By defining this `RunEvaluator`, we have created a reusable component that can generate "helpfulness" feedback for any run, linking the feedback to the specific evaluation trace that produced it.

## Step 2: Include the Evaluator in Callbacks

Now we'll use the **`EvaluatorCallbackHandler`**. This is a special LangChain callback that takes our custom evaluator and runs it automatically in a separate thread whenever a run is completed.
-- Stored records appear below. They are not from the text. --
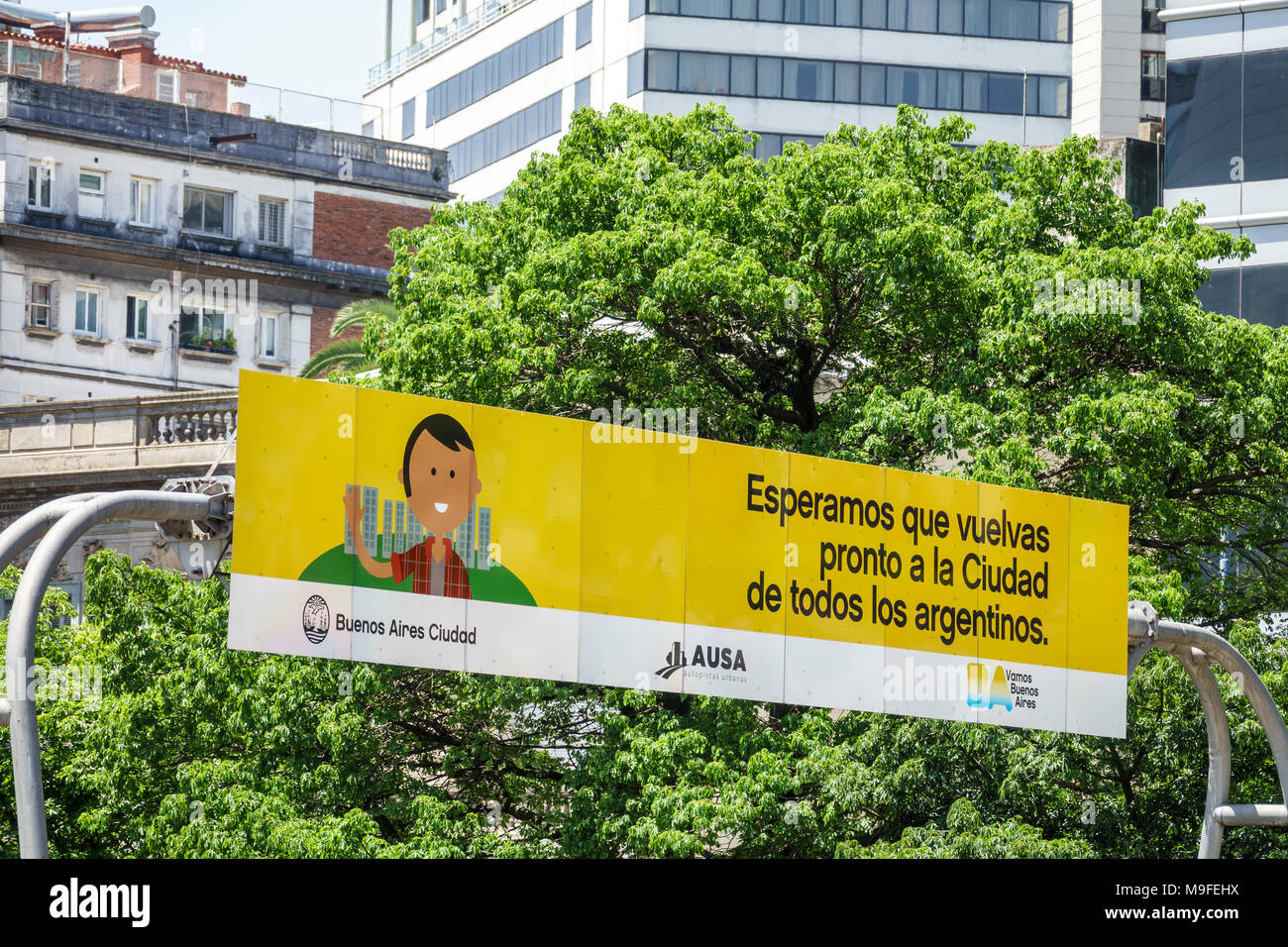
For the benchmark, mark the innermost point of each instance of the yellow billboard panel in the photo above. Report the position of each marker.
(406, 530)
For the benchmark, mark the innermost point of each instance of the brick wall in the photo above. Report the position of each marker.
(356, 230)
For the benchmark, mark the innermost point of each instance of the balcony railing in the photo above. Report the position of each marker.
(460, 29)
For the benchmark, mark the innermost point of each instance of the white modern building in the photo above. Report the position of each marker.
(1228, 142)
(1119, 68)
(493, 80)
This is the key to achieving real-time feedback without blocking our main application.

First, let's define the simple chain we want to monitor.

In [5]:
from langchain_core.output_parsers import StrOutputParser # Import the string output parser.
from langchain_core.prompts import ChatPromptTemplate # Import the chat prompt template.
from langchain_openai import ChatOpenAI # Import the OpenAI chat model wrapper.

# Define a simple chain: it takes an input, passes it to a chat model, and parses the output as a string.
chain = (
    ChatPromptTemplate.from_messages([("user", "{input}")])
    | ChatOpenAI(model = "gpt-3.5-turbo" )# Specify the model to use.
    | StrOutputParser()
)

Next, we create an instance of our evaluator and pass it to the `EvaluatorCallbackHandler`.

In [6]:
from langchain_core.tracers import EvaluatorCallbackHandler # Import the callback handler.
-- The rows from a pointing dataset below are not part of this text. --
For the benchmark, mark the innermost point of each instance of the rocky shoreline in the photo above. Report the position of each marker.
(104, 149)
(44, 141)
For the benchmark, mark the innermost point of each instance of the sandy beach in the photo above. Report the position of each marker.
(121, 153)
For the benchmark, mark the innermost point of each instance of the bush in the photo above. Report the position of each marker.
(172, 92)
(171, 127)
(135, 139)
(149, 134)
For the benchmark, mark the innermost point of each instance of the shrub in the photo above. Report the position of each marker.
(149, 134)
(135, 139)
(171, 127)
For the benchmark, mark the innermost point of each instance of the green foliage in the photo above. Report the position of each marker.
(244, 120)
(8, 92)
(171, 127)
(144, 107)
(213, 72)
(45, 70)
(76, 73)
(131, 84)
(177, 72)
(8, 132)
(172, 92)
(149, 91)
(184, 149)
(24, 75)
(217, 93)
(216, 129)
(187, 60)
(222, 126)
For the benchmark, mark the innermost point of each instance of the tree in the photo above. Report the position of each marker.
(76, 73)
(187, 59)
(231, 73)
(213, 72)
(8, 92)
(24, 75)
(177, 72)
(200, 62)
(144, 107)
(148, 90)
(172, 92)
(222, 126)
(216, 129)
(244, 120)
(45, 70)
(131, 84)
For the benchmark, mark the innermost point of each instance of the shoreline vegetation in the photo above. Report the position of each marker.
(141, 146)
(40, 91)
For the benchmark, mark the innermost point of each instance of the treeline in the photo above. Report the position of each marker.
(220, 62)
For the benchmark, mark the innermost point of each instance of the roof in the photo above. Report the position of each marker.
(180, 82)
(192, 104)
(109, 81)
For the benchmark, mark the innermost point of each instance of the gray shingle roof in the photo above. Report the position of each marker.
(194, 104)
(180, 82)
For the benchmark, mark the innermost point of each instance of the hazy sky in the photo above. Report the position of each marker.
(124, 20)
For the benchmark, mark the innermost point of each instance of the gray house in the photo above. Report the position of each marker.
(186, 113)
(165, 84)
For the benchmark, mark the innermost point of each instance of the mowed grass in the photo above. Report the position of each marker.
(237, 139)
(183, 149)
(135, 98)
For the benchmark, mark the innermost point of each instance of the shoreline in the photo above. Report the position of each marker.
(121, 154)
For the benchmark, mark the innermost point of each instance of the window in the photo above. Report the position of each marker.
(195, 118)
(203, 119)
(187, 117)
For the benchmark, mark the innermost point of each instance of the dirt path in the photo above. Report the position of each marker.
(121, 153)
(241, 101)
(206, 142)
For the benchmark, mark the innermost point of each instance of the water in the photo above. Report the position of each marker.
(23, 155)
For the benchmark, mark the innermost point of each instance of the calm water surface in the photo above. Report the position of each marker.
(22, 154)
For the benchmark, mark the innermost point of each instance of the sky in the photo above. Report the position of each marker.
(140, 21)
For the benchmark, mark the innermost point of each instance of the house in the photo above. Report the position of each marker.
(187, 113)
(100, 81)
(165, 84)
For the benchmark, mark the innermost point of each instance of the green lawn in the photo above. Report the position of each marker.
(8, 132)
# Create an instance of our custom evaluator.
evaluator = HelpfulnessEvaluator()

# Create the callback handler, passing a list containing our evaluator instance.
feedback_callback = EvaluatorCallbackHandler(evaluators=[evaluator])
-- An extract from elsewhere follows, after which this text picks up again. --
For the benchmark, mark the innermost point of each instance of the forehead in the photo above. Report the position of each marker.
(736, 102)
This chain was only tested with GPT-4. Performance may be significantly worse with other models.


Finally, we invoke our chain for a series of queries. The crucial step is to pass our `feedback_callback` in the `config` dictionary of the `invoke` method. This attaches the handler to the run, ensuring our evaluator is triggered automatically upon completion.

In [7]:
# A list of example queries to run through our chain.
queries = [
    "Where is Antioch?",
    "What was the US's inflation rate in 2018?",
    "Who were the stars in the show Friends?",
    "How much wood could a woodchuck chuck if a woodchuck could chuck wood?",
    "Why is the sky blue?",
    "When is Rosh hashanah in 2023?",
]

# Loop through each query.
for query in queries:
    # Invoke the chain, passing the query and the callback handler in the config.
    chain.invoke({"input": query}, {"callbacks": [feedback_callback]})

Now, check your project in LangSmith. You will see the runs appear, and shortly after, the "helpfulness" feedback scores will be automatically attached to each run.

![feedback_result](./img/feedback_result.png)

## Conclusion

Congratulations! You have successfully configured a reference-free evaluator to run automatically every time your chain is called. This is a powerful technique for gathering real-time performance metrics on your live LLM applications.

By logging this automated feedback to LangSmith, you can create robust monitoring dashboards, track quality over time, and quickly identify and debug issues as they arise in production.